To understand the following about Product Reviews - what are most frequently used words, distribution of the length of the reviews, understanding fake reviews, spelling errors, predicting product rating using the reviews, etc.
• [kaggle dataset] (https://www.kaggle.com/datafiniti/grammar-and-online-product-reviews)
• 71000+ reviews for 1000 products
- id
- reviewsText
- reviewTitle
- reviewRating
- purchasedProduct
- recommendProduct
- brand / manufacturer
- categories
- pack_size
- descriptions
- dateAdded
- EDA (data cleaning)
- NLP (tokenization, removing stop words, stemming)
- TOPIC MODELING (NMF with TF-IDF Vectorizer)
- RECOMMENDATION SYSTEM (content based filtering using the terms from reviews using cosine similarity matrix)
- CLASSIFICATION SYSTEM (Logostic Regression and Decision Tree Classifier)
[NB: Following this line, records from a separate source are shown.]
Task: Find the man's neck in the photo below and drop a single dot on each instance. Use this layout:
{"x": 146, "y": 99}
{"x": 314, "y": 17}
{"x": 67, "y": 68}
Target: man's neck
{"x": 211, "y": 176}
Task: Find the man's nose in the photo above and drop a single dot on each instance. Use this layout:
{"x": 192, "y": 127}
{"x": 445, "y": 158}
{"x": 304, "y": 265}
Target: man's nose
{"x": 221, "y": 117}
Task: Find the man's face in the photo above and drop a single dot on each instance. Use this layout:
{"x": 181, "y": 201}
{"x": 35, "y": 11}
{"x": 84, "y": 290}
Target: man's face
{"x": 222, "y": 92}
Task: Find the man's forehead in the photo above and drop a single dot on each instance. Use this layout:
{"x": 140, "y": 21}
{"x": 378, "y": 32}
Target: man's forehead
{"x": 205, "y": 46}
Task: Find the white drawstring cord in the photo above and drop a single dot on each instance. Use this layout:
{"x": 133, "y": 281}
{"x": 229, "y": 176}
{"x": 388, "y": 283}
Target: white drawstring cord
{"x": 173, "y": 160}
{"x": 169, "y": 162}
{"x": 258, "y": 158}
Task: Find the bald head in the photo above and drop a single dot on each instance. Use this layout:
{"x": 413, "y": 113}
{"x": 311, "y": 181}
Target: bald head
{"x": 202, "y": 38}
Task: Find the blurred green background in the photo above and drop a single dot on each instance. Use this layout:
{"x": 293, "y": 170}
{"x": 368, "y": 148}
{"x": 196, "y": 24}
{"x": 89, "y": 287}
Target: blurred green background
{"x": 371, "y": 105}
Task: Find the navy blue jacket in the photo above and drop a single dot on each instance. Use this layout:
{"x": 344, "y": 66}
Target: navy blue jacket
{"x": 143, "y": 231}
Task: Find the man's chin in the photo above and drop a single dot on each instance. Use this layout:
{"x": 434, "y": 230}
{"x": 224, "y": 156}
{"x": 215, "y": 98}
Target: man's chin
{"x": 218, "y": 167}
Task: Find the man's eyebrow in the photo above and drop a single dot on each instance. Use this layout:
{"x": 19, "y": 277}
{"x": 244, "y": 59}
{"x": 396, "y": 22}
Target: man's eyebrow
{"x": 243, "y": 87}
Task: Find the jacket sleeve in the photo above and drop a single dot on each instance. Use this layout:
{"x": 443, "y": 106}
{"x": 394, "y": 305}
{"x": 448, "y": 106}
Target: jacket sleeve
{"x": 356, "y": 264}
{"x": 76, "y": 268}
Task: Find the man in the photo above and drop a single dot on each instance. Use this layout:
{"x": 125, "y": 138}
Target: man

Recommendation System example -
Input - 'skin cream'
Recommendations:
- 'Olay Total Effects Daily Moisturizer
- '7-In-1 Anti-Aging, 0.5oz'
- 'Olay Regenerist Deep Hydration Regenerating Cream'
- "L'oreal Paris Revitalift Triple Power Deep-Acting Moisturizer"
- 'CeraVe SA Renewing Cream'
- 'Shea Moisture African Black Soap Problem Skin Facial Mask'
- 'Tree Hut Shea Body Butters, Coconut Lime, 7 oz'
- 'Nivea Extended Moisture Body Lotion
I have done Dimensionality Reduction using PCA, and also tried K-Means clustering.